Twitter Aphorisms, Epigrams and Repartee

I recently encountered the following zinger on twitter:

@jayrosen_nyu: Scoble is like a guest at a hotel for one, where a huge staff is trying to anticipate his every need. And he’s angry.

Shades of noted wits from the past! As when Dorothy Parker, asked to use the word horticulture in a sentence, said “You can lead a whore to culture, but you can’t make her think” or when Nancy Astor said to Winston Churchill, “Winston, if I were your wife, I’d put poison in your coffee,” and he replied, “Nancy, if I were your husband, I’d drink it,” or less meanly, Oscar Wilde on his deathbed: “Either that wallpaper goes or I do.” (My all time favorite, from the collection Viva la repartee, tells how the Earl of Sandwich braced reformist politician John Wilkes with the insult, “Upon my soul, Wilkes, I don’t know whether you’ll die upon the gallows, or of the pox,” to which Wilkes cuttingly replied, “That will depend, my lord, on whether I embrace your principles, or your mistress.” Ouch!)

It occurred to me that twitter, with its 140 character limit, its dialogue between people who may be rivals as well as friends, is a breeding ground for the rebirth of repartee and of the aphorism and epigram.
So I started keeping track of some of these sparks of wit. Some of these are actual rejoinders; others are simply clever insights. Here are a few I’ve captured recently:

@sacca: You can’t really appreciate the vapidity of most people’s taste in music until you live directly above a traffic signal.

@tempo: Evolution is a sorting process that is the very antithesis of random. (in response to http://is.gd/1Do1 )

@davorg: Conference Driven Development – submitting talks to conferences so that it will galvanise you into doing the work you’re talking about.

@sourcegirl: procrastination is our brain’s way of saying that something is not as important as we may think it is…

@gstein: OH: isn’t a smoking area in a restaurant like a peeing area in a pool?

@amandachapel:@lisahoffmann “I’ve had conversations with people I never would have met otherwise.” Like hanging out at the bus terminal.

I only follow a few hundred people out of millions of twitter users, so I’m thinking that there must be tens of thousands of great lines waiting out there to be captured into a book of twitter one-liners. If you know of any, and want to share them, either tweet them to the attention of @timoreilly or leave them in the comments here.
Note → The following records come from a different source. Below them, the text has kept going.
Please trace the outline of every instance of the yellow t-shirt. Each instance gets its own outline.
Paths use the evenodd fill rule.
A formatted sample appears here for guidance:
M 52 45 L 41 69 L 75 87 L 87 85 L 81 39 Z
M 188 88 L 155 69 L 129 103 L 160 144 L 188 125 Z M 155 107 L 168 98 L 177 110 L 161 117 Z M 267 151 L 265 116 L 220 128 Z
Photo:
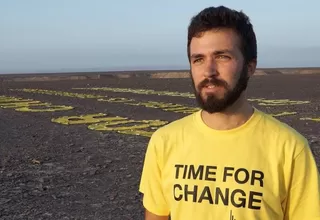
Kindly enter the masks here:
M 159 128 L 140 192 L 147 210 L 172 220 L 320 220 L 307 140 L 256 108 L 236 129 L 213 130 L 200 111 Z

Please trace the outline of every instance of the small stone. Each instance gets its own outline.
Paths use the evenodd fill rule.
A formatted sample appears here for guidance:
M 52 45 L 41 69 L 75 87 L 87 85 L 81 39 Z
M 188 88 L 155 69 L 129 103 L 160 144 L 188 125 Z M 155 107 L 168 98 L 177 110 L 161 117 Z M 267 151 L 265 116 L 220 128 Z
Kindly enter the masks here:
M 44 214 L 43 214 L 43 216 L 51 217 L 51 216 L 52 216 L 52 214 L 51 214 L 51 213 L 49 213 L 49 212 L 46 212 L 46 213 L 44 213 Z
M 11 201 L 11 199 L 0 198 L 0 205 L 6 204 L 6 203 L 8 203 L 10 201 Z
M 93 175 L 97 174 L 97 171 L 98 171 L 97 169 L 90 170 L 89 175 L 93 176 Z
M 79 152 L 82 152 L 84 150 L 84 147 L 80 147 L 80 149 L 78 149 L 76 152 L 79 153 Z
M 133 205 L 126 205 L 126 209 L 127 210 L 133 210 L 133 209 L 135 209 L 135 207 Z
M 32 159 L 31 162 L 33 164 L 41 164 L 41 161 L 40 160 L 36 160 L 36 159 Z
M 44 166 L 53 167 L 53 163 L 44 163 Z
M 91 162 L 91 159 L 92 159 L 92 156 L 87 156 L 87 157 L 84 159 L 84 162 L 88 164 L 89 162 Z
M 102 204 L 101 203 L 91 204 L 91 207 L 93 207 L 93 208 L 101 208 Z

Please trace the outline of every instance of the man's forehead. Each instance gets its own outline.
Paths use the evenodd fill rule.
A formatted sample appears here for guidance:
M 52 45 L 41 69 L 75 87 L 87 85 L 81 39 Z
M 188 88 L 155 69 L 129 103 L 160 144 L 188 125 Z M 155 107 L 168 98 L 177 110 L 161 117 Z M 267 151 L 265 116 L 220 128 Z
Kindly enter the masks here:
M 191 51 L 215 52 L 221 50 L 235 51 L 239 49 L 240 40 L 232 30 L 214 30 L 201 33 L 191 39 Z

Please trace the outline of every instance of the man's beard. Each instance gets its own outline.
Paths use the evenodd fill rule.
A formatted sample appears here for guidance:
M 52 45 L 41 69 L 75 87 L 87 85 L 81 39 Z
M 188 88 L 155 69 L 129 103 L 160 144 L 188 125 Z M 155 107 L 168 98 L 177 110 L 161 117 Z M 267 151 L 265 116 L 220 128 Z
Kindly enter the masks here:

A book of twitter wit and wisdom would make a fun conference giveaway, don’t you think?

Keep in mind that, as Aristotle said, “Wit is educated insolence.” I’m not looking for abuse, per se, but cleverness and concise expression of insight. When I asked for suggestions on twitter, several people pointed me to feeds of people who routinely insulted others, often crudely. A great insult may be appropriate, but it’s far from the soul of wit. Consider the examples above, and give me more like that!

P.S. And be sure to give me the link to the individual status message if you have it. I can hopefully find it via twitter search without, but that’s more work than you might think, especially if the quote isn’t exact. As I discovered finding the links above, one wrong word that you’re sure you remembered correctly can get you a seemingly mysterious “no results.”